Os herdeiros do apartheid
JULHO DE 1989 NO “DAY AFTER” DOS ACORDOS DE NOVA IORQUE
O apartheid foi abolido na África do Sul em 1990, mas continua a contar com muitos adeptos e apoiantes espalhados pelo Mundo. A 16 de Junho deste ano de 12016 a deputada britânica Jo Cox, 41 anos, foi morta a tiro e facadas em Birstall, pequeno povoado do norte do Reino Unido. O autor dos disparos, Thomas Mair, de 52 anos, era confesso simpatizante do apartheid, tinha ligações com a Aliança Nacional, um grupo neonazi com sede nos Estados Unidos e armas em casa. Thomas Mair também gostava de livros, mas o que comprava regularmente era literatura de extrema-direita e manuais sobre como construir armas e explosivos caseiros.

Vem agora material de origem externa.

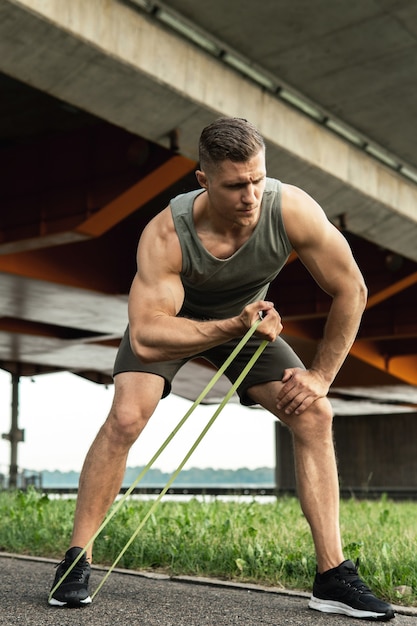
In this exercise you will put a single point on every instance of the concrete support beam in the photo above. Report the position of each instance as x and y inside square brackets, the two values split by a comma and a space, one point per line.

Os livros incluíam guias sobre “Química de Pólvora e Explosivos” e “Incendiárias” e um manual com instruções sobre a construção de uma pistola de cano usando partes disponíveis nas lojas de bricolage. Mair era assinante do “SA Patriot”, uma revista sul-africana publicada pelo “White Rhino Club”, grupo pro-apartheid frequentemente referido na literatura sobre os crimes do regime de apartheid contra a fauna e a flora em Angola. A linha editorial da revista declara-se contrária às “sociedades multiculturais” e ao “islão expansionista”.
A 17 de Junho de 2015, um norte-americano de 22 anos, Dylan Roof, chegou à Igreja Episcopal Metodista Africana Emanuel, em Charleston, e disparou contra os fiéis afro-americanos durante a oração, matando nove pessoas, incluindo o velho pastor e senador do Estado Clementa C. Pinckney, e ferindo várias outras pessoas. Roof confessou o crime dizendo que desejava iniciar uma “guerra rácica”. Era um apoiante do apartheid. Três dias depois do ataque, o site “The Last Rhodesian” (o último rodesinao) foi descoberto. Confirma-se que pertence a Roof. O site continha fotos de Roof posando com símbolos da supremacia branca e do neo-nazismo.

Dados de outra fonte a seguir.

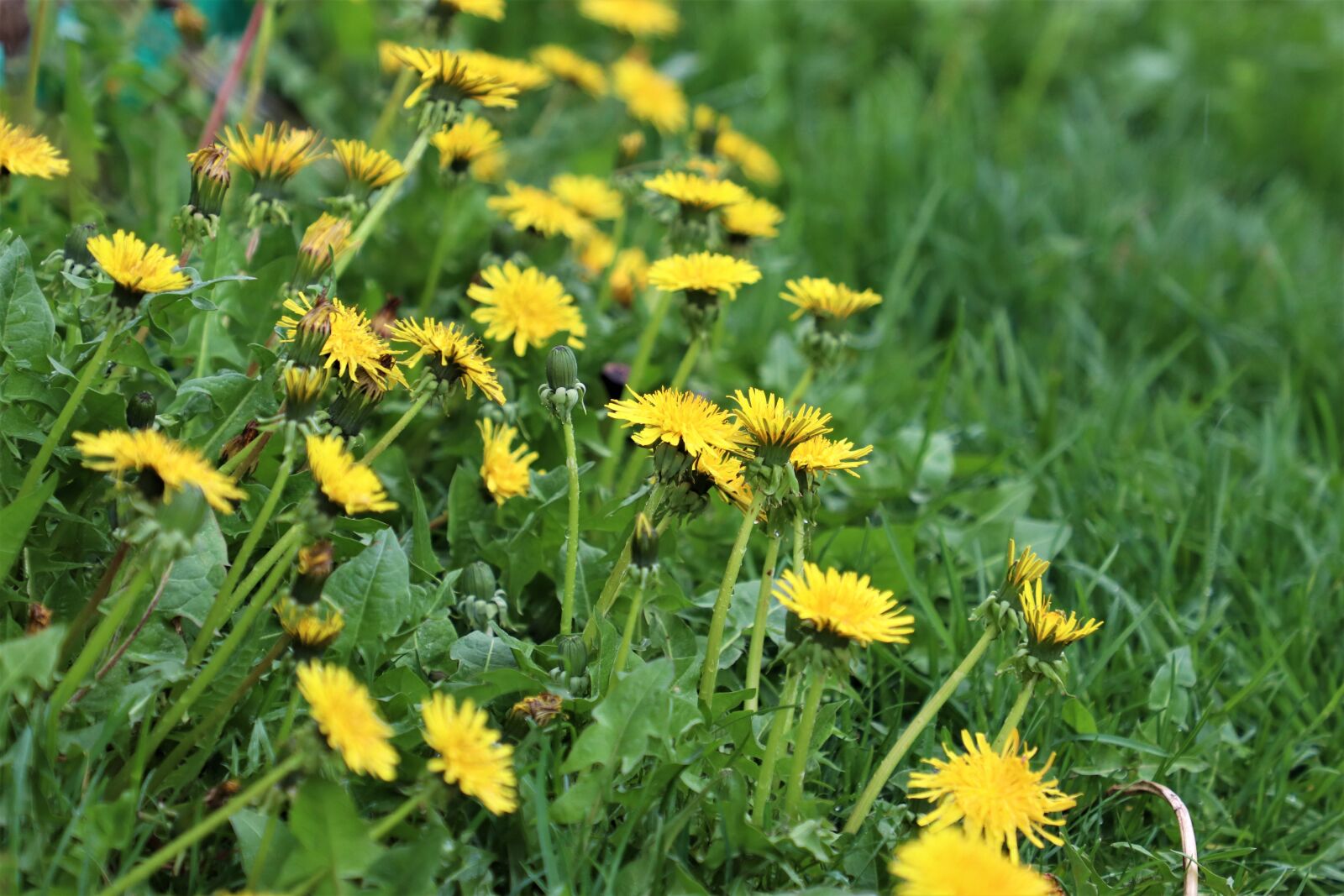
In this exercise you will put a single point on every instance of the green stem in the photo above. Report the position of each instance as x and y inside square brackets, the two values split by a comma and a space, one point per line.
[203, 828]
[759, 625]
[571, 553]
[779, 728]
[385, 199]
[710, 672]
[803, 743]
[225, 600]
[402, 422]
[907, 738]
[1015, 714]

Roof proclamava no manifesto que tinha desenvolvido as suas ideias após uma pesquisa sobre a morte de Trayvon Martin, um estudante afro-americano de 17 anos, em Sanford, por George Zimmerman, de 28 anos, por ódio racial. Roof arrisca a pena de morte, mas o julgamento apenas começa em Janeiro de 2017.
A 22 deste mês, Ali David Sonboly, um alemão de 18 anos disparou contra compradores no supermercado “Olimpya” de Munique, na Baviera, matando nove pessoas. O material encontrado na sua residência veio a provar que era admirador do noruegês de extrema-direita Anders Behring Breivik que a 22 de Julho de 2011 assassinou 77 pessoas em Oslo e defende o racismo.

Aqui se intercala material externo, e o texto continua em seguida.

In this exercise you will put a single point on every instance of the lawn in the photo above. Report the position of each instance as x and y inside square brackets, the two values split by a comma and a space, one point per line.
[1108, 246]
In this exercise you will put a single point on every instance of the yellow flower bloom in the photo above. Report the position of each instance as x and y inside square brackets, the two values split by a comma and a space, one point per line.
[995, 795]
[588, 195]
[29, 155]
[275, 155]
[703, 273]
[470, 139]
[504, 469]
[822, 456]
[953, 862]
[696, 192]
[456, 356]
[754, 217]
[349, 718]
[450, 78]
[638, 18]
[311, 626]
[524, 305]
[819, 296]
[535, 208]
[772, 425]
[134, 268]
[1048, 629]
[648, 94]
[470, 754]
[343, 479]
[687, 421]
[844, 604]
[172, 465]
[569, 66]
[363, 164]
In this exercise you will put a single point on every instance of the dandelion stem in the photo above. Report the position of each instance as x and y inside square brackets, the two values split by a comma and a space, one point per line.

O ressurgimento dos neonazis no mundo é acompanhado pelo regresso dos antigos apoiantes do apartheid alimentados pelo ódio e a vingança. Muitos analistas consideram errado afastar os actos de Dylan Roof do terrorismo e defendem que esses actos estão ligados a uma agenda política mais ampla. Roof ostentava um colete com as bandeiras do apartheid na África do Sul e Rodésia e como o norueguês Breivik lutava pela supremacia branca como causa política.
Viver pelo ideal
O ciclo de acontecimentos que conduziu à independência da Namíbia traduz-se, em última instância, na luta do regime de apartheid pela sobrevivência como ideal. Os detentores do poder económico na África Austral fizeram tudo para manter os seus privilégios após a perca do poder político com eleições democráticas assentes no princípio de “um homem um voto”.
Credibilidade da Polícia
No mês Julho de 1989, nove meses antes da independência na Namibia, o regime de Pretória dominado pela minoria branca esforçava-se para não perder tudo. Para todo o mundo, a retirada da polícia de ordem pública de todos os antigos militares das Koevoet, unidades constituídas por namibianos colaboradores do apartheid, era um passo determinante para restaurar a credibilidade policial aos olhos da população e acelerar o processo de repatriamento e de desmobilização que estava em curso. Mas a África do Sul via nisso mais uma ameaça e precisava de ganhar tempo.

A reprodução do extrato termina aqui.